Recently, I learned XGBoost by watching a series of the amazing videos hosted by [StatQuest with Josh Starmer](https://www.youtube.com/watch?v=OtD8wVaFm6E). In this notebook, I summary what I have learned.

# 1. How does XGBoost work

XGBoost builds a model by construcing a series of decision binary trees with each trees fitted to the residual of the previous trees. The output of XGBoost is the combination of these trees. The initial tree, ususally, is just a naive guess. However, after several trees are built, XGBoost can fit the traing data very well.
The residual is just the difference between the targets and predictions of the trees that have been constructed.

Then in order understand how XGBoost works, we should understand two questions:
1. how to split a leaf
1. how to make a prediction.


Since, on the surface, the other two answers are different on regression and classification,
XGBoost will be explained in Regression and Classification respectively.

Let us assume that we have made the initial prediction and built $k-1$ XGBoost trees.
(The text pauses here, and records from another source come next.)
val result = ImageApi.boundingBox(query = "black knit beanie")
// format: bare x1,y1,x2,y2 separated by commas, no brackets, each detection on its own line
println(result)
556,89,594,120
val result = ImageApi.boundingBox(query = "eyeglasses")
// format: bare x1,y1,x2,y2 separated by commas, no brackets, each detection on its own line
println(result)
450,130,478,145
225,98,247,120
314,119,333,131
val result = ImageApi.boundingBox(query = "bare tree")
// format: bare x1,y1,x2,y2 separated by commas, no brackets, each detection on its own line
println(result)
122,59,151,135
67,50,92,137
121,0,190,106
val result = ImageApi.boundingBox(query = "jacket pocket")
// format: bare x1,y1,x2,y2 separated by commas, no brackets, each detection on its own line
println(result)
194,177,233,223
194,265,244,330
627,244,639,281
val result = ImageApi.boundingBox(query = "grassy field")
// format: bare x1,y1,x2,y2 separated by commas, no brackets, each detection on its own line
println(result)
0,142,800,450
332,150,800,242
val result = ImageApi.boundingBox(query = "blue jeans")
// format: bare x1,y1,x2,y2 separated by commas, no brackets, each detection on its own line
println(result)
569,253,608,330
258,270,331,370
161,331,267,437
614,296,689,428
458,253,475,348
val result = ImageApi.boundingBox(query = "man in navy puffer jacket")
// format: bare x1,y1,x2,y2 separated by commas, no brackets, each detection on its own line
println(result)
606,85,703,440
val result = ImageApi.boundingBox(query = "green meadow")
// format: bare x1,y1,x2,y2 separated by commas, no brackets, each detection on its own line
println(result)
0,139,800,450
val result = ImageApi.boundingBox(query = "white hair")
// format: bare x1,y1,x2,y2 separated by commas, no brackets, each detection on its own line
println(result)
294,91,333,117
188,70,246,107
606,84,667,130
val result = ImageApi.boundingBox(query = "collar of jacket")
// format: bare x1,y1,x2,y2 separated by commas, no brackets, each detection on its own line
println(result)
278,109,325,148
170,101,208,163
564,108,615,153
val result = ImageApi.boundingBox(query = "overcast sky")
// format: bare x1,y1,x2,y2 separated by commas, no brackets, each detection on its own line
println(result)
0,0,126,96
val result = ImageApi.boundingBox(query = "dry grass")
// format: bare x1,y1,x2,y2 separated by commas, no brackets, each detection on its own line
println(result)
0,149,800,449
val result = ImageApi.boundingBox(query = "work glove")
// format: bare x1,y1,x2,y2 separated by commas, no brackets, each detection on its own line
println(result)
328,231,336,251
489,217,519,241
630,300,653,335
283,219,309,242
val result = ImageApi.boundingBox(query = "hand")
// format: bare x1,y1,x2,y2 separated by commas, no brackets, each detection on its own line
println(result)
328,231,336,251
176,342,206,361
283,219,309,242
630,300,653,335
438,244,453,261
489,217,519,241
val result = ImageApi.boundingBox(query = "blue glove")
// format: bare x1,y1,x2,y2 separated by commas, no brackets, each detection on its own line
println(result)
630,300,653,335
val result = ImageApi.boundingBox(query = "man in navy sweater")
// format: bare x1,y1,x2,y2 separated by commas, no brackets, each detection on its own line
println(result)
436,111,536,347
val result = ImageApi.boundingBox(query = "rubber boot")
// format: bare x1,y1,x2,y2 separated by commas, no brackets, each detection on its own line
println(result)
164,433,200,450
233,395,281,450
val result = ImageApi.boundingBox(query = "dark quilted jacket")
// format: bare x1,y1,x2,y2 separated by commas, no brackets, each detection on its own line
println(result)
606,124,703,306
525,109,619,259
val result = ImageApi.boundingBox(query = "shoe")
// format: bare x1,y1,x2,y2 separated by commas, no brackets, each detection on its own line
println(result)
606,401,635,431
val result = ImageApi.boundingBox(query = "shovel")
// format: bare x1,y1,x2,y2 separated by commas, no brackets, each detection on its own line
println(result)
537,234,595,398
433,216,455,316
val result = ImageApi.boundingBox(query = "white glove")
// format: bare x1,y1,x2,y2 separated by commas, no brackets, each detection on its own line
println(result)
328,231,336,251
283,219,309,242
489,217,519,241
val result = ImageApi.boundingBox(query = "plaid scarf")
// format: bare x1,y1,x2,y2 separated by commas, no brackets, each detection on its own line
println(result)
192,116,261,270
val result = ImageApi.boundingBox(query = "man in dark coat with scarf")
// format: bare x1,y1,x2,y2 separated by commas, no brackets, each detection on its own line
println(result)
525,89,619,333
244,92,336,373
And now we are builting the $k$th XGBoost tree.

## 1.1 Split the leaf by using Similarity and Gain
**Denoting the residuals of the $n$ samples in a leaf in the $k$th tree by $r_i$ $(i=1,...,n)$,**
we can calculate the **Similarity Score**, $S$ of the leaf.  
For regression, it is
\begin{equation}
 S = \frac{ (\sum_{i=1}^n r_i)^2}{ \lambda + n }.
\end{equation}
For binary classification, it is
$$
 S = { {(\sum_{i=1}^n r_i)^2} \over {\lambda + \sum_{i=1}^n p^{k-1}_i(1-p^{k-1}_i)}}.
$$
Here $\lambda$ is the regularization parameter. And $p^{k-1}_i$ is the prediction of the $i$th sample in the leaf
given by the initial prediction and the $k-1$ trees that have been constructed. Or in other words, $p^{k-1}_j$ is the prediction  used to calculate the residual of the $j$th sample, $r_j$.
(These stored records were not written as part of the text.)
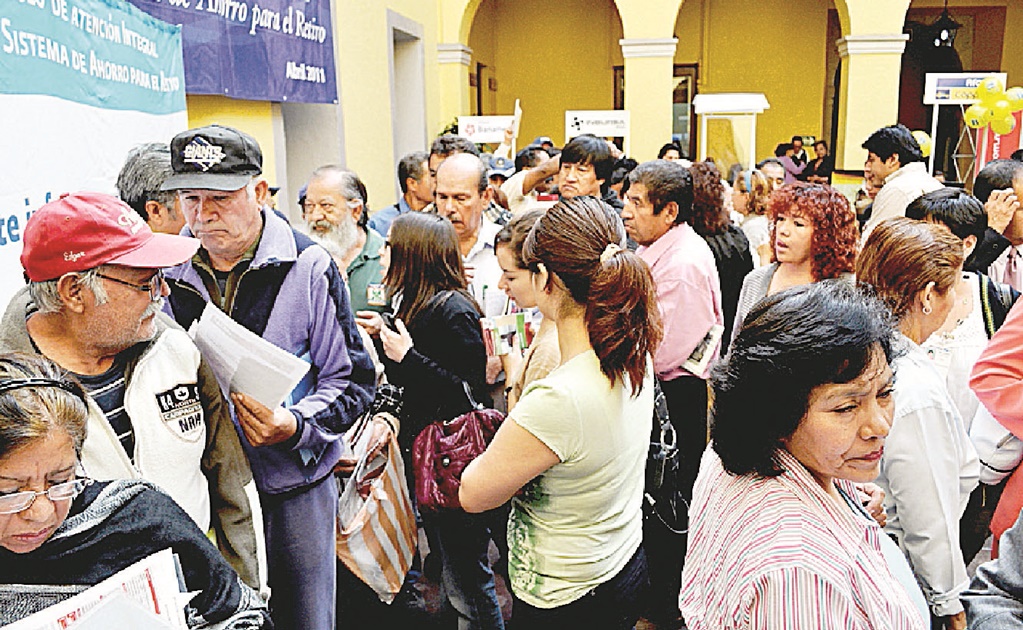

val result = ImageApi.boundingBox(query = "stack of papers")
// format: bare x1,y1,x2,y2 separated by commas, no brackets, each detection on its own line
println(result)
188,303,309,409
4,548,195,630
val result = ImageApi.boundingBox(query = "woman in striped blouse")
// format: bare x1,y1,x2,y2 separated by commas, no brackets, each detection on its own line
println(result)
679,280,926,630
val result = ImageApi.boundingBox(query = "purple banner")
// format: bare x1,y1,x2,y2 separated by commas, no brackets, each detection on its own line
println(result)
129,0,338,103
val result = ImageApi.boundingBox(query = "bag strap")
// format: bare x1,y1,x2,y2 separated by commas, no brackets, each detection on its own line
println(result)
461,380,486,411
977,273,997,339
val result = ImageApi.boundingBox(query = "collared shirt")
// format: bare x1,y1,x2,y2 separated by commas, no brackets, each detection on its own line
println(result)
877,335,980,617
678,446,929,630
462,217,507,317
861,162,944,242
189,228,263,313
346,229,388,313
636,223,724,380
369,195,412,236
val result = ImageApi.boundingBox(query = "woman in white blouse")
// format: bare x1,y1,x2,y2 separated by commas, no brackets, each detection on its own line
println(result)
856,217,980,630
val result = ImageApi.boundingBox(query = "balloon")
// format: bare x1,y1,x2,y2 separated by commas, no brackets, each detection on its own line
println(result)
1006,88,1023,111
991,98,1013,121
913,129,932,158
977,77,1006,106
991,115,1016,136
963,103,993,129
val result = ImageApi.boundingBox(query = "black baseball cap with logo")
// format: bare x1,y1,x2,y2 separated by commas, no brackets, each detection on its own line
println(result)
160,125,263,191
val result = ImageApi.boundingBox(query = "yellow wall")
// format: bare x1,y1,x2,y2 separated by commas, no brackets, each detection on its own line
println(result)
1002,2,1023,86
335,0,446,210
469,0,621,146
186,94,278,186
675,0,832,168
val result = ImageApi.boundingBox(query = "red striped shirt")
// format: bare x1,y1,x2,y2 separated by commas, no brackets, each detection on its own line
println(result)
679,447,926,630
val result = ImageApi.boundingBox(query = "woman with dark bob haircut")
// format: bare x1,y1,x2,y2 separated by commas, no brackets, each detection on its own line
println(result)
346,212,504,630
679,280,926,630
732,182,859,343
0,354,273,630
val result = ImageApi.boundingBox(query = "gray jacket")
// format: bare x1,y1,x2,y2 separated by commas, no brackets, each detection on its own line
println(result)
960,509,1023,630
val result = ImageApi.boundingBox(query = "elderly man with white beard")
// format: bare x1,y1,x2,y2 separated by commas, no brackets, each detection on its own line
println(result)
302,165,388,312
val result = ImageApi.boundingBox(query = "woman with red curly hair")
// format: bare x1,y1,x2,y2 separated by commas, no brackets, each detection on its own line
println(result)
732,182,859,336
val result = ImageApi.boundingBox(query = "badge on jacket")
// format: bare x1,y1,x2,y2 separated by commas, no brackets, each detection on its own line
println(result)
157,383,205,441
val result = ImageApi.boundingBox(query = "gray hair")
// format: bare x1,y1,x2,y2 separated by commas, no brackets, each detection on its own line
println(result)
309,164,369,228
0,353,89,460
29,267,107,313
117,142,175,221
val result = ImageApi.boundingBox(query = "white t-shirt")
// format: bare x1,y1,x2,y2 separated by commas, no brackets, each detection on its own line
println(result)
508,350,654,609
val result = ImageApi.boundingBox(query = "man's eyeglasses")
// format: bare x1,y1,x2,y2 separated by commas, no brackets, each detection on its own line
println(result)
0,479,92,514
302,201,338,215
96,269,164,302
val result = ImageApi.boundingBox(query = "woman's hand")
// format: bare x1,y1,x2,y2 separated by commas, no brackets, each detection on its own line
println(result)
355,311,384,336
939,611,966,630
380,319,412,363
856,484,888,527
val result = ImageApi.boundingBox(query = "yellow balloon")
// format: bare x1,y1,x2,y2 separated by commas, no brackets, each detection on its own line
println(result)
913,129,932,158
1006,88,1023,111
963,103,992,129
977,77,1006,105
991,116,1016,136
991,98,1013,121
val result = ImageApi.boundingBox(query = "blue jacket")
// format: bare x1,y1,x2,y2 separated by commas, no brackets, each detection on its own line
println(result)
166,206,375,494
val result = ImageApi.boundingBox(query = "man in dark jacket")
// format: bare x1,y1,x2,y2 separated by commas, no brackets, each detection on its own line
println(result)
156,125,374,630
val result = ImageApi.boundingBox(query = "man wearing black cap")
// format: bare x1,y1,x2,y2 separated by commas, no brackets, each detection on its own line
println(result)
155,125,374,630
0,192,266,589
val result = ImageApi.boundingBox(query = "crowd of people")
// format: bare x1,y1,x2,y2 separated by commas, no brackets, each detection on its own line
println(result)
6,118,1023,630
Then we try to find a threshold to split the leaf into two leaves (left and right)
and calculate the similarities scores on the two sub-leaves and denoting them as $S_l$ and $S_r$.
Then we can calculate the **Gain** for this split:
$$
G = S_l + S_r - S.
$$
Then we can try different thresholds to split the leaf and select the threshold with the largest gain
to construct the leaf in the tree. Repeating this procedure, we can construnct a XGBoost tree fitted to the residuals.
*I am not sure, whether $G$ must be positive in order to split a leaf*. 
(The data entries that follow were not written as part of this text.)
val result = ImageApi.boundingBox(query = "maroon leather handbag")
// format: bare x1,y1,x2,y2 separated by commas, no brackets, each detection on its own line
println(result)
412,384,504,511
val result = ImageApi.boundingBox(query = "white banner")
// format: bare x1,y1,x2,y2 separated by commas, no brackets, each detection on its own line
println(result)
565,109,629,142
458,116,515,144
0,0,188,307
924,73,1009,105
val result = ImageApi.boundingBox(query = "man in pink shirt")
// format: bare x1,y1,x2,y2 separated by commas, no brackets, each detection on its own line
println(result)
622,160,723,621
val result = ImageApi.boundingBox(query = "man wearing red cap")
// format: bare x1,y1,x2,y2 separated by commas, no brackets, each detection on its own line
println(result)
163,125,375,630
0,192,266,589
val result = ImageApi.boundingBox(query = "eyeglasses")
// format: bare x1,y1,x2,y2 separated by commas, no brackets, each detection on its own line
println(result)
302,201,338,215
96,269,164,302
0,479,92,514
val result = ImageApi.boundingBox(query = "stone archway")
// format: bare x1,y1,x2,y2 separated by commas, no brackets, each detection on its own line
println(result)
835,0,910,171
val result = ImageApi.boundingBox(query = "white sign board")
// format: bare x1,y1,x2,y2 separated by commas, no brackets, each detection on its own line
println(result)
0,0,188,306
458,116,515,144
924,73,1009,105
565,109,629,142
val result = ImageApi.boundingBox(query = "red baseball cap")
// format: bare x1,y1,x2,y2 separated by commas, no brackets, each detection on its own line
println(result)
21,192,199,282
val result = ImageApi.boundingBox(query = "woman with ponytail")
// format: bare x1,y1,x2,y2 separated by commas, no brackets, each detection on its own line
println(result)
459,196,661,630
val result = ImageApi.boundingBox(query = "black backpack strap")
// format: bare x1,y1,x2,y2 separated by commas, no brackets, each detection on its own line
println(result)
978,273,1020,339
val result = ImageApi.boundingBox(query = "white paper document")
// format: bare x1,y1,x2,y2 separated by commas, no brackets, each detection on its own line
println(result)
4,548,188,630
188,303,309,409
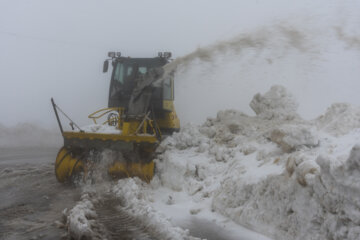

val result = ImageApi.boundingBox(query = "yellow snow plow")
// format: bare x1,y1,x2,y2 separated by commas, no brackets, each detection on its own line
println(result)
51,52,180,182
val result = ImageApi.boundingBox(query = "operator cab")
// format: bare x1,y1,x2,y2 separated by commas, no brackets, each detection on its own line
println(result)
104,52,174,111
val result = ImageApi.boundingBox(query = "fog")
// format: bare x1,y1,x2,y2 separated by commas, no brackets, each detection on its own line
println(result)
0,0,360,127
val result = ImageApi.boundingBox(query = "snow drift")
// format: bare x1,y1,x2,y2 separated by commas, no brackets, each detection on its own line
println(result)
157,86,360,239
64,86,360,240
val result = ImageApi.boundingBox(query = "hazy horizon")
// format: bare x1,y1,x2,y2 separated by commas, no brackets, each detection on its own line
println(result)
0,0,360,127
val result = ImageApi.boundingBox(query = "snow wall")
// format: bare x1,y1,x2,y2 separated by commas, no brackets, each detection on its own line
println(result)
157,86,360,240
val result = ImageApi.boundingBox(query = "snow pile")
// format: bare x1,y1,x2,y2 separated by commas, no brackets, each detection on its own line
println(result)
62,86,360,240
81,124,121,134
315,103,360,136
0,123,62,147
156,86,360,240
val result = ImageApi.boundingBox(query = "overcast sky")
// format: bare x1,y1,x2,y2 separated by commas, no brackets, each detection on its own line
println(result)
0,0,360,127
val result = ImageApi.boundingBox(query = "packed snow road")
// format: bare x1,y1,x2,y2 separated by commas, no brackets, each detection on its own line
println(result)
0,147,266,240
0,148,79,239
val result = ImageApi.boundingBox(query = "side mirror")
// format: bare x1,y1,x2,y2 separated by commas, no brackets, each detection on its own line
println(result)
103,60,109,72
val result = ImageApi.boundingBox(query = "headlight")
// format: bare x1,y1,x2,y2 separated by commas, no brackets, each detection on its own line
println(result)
164,52,171,59
108,52,115,58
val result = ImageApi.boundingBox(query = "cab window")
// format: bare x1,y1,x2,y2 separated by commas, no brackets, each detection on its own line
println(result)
114,63,124,83
163,78,173,100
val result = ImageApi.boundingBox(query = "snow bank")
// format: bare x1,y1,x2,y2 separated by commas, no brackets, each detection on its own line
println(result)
250,85,298,120
315,103,360,136
0,123,62,147
62,86,360,240
156,86,360,240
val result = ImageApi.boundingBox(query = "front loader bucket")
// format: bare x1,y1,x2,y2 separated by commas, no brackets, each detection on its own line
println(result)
55,132,158,182
55,147,84,183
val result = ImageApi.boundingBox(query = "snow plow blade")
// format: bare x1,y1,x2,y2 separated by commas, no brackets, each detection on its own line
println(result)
55,132,158,182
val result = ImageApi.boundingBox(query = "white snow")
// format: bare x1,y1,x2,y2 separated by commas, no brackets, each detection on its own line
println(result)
81,124,121,134
0,123,62,148
64,86,360,240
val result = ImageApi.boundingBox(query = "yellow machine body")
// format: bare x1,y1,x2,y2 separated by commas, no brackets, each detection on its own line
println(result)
52,54,180,182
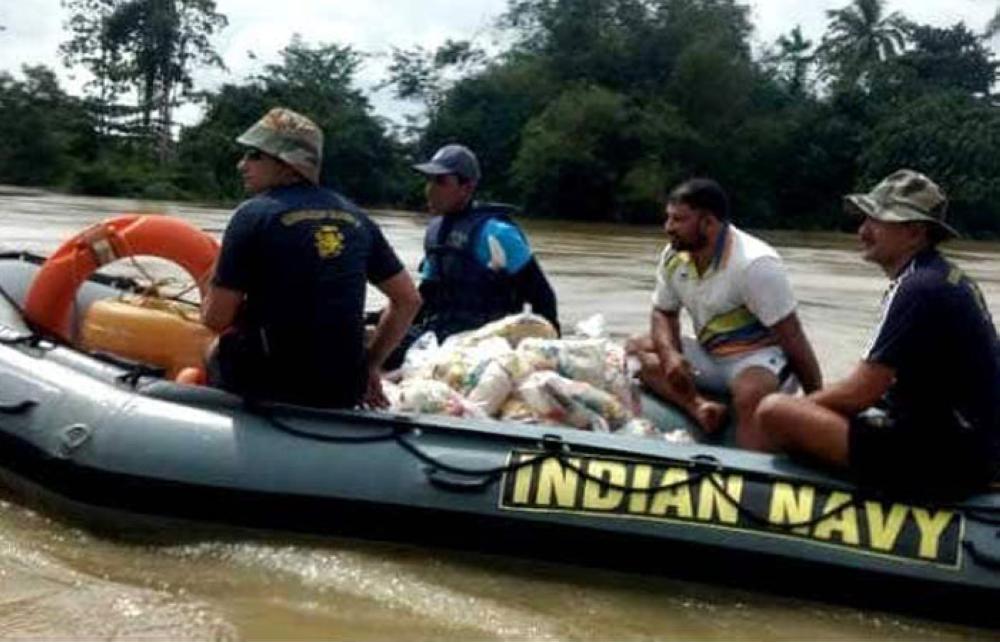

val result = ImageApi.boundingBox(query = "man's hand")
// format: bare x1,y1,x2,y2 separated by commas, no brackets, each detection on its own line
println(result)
362,368,389,409
660,350,696,397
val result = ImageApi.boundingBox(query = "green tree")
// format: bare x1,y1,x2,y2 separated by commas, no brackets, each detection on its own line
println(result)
63,0,227,162
897,23,998,95
859,92,1000,235
179,36,404,203
511,85,705,221
0,66,96,185
764,25,815,97
818,0,908,87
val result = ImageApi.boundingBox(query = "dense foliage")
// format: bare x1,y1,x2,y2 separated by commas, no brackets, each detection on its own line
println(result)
0,0,1000,235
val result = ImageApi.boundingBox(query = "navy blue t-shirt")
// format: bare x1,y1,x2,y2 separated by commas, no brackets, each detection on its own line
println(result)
215,184,403,396
866,250,1000,448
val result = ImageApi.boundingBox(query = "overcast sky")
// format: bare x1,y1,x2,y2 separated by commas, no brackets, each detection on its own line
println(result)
0,0,1000,118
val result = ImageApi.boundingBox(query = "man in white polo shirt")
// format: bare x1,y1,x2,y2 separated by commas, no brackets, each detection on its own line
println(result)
627,178,822,450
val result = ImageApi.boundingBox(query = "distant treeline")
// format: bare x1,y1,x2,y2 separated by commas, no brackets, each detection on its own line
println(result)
0,0,1000,236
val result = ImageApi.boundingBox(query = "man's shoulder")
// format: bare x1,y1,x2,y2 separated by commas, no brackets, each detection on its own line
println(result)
659,243,693,280
898,251,956,292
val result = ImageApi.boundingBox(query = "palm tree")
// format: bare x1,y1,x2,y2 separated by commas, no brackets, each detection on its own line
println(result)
818,0,909,86
773,25,815,95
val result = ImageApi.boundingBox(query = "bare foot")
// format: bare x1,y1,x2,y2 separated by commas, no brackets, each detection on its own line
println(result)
694,401,726,435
## 1.2 Calculate the predictin
If this leaf is a terminal node, we can calculate the output of the leaf.
For regression, it is 
$$
  Q = {{\sum_{i=1}^n r_i} \over {\lambda + n }}.
$$
If $\lambda =0$, this is just the average of the residuals in this leaf.  
For binary classifiction, it is 
$$
  Q = { {\sum_{i=1}^n r_i} \over {\lambda + \sum_{j=1}^n p_j(1-p_j)}}.
$$

By combining the outputs of all of the XGBoost trees with the initial prediction, we can get the predition of the XGBoost model.  
For regression, it is
$$
  p = p_0 + \epsilon \times \sum_{t=1}Q_t.
$$
For binary classification, it is 
$$
  p = {1 \over {1 + e^{-Q_T}}}
$$
with
$$
  Q_T = \ln{p_0 \over {1-p_0}} + \epsilon \times \sum_{t=1}Q_t.
$$
Here, $p_0$ is the initial prediction and $\epsilon$ is the learning rate. 
And $O_t$ ($t=1,2,...$) denotes the output of the $t$-th XGBoost tree respectively.




## 1.3 Prune a tree

After a XGBoost tree is built, we prune it from bottom to root  based on the gain, $G$ and the parameter $\gamma$.
If $G < \gamma$, a split will be removed. A split would not be removed even its $G$ less than $\gamma$ 
if any of its branches is kept. 

It is noted that setting $\gamma=0$ does not mean not to prune the tree, 
since in this case, the branch with negative gain would be pruned.

## 1.4 Other parameters  
The post, [De-Mystifying XGBoost Part II](https://towardsdatascience.com/de-mystifying-xgboost-part-ii-175252dcdbc5), 
gives the explanation about the parameters in XGBoost.
- Cover:      
The cover is the denominator of the similarity score minus $\lambda$. For regression, it is
$$
 C = n.
$$
For classficiation, it is 
$$
 C = \sum_i^n p_i(1-p_i).
$$
XGBoot, defautly, sets the minimum value of $C_m$ being $1$ and does not allowed for a leaf to have
the cover less than $C_m$. Defautly, this requirement has no effect for regression. 
But for classification, the defaut setting effects. So, sometimes, an appropriate $C_m$ or the parameter, **min_child_weight**, should be selected by hand. However, usually, the default value justified the split well and should not be changed.

- $\lambda$:  
A non-zero $\lambda$ would intend to keep the number of samples in a leaf as many as possible.

- Base_score:  
The initial output. It can be set by hand when the class distribution has a big say (bias) in the final probability. 

- Max Delta Step:  
A value is used to constrain the absolute value of the score from each step (tree). Default value is zero which means no constraint.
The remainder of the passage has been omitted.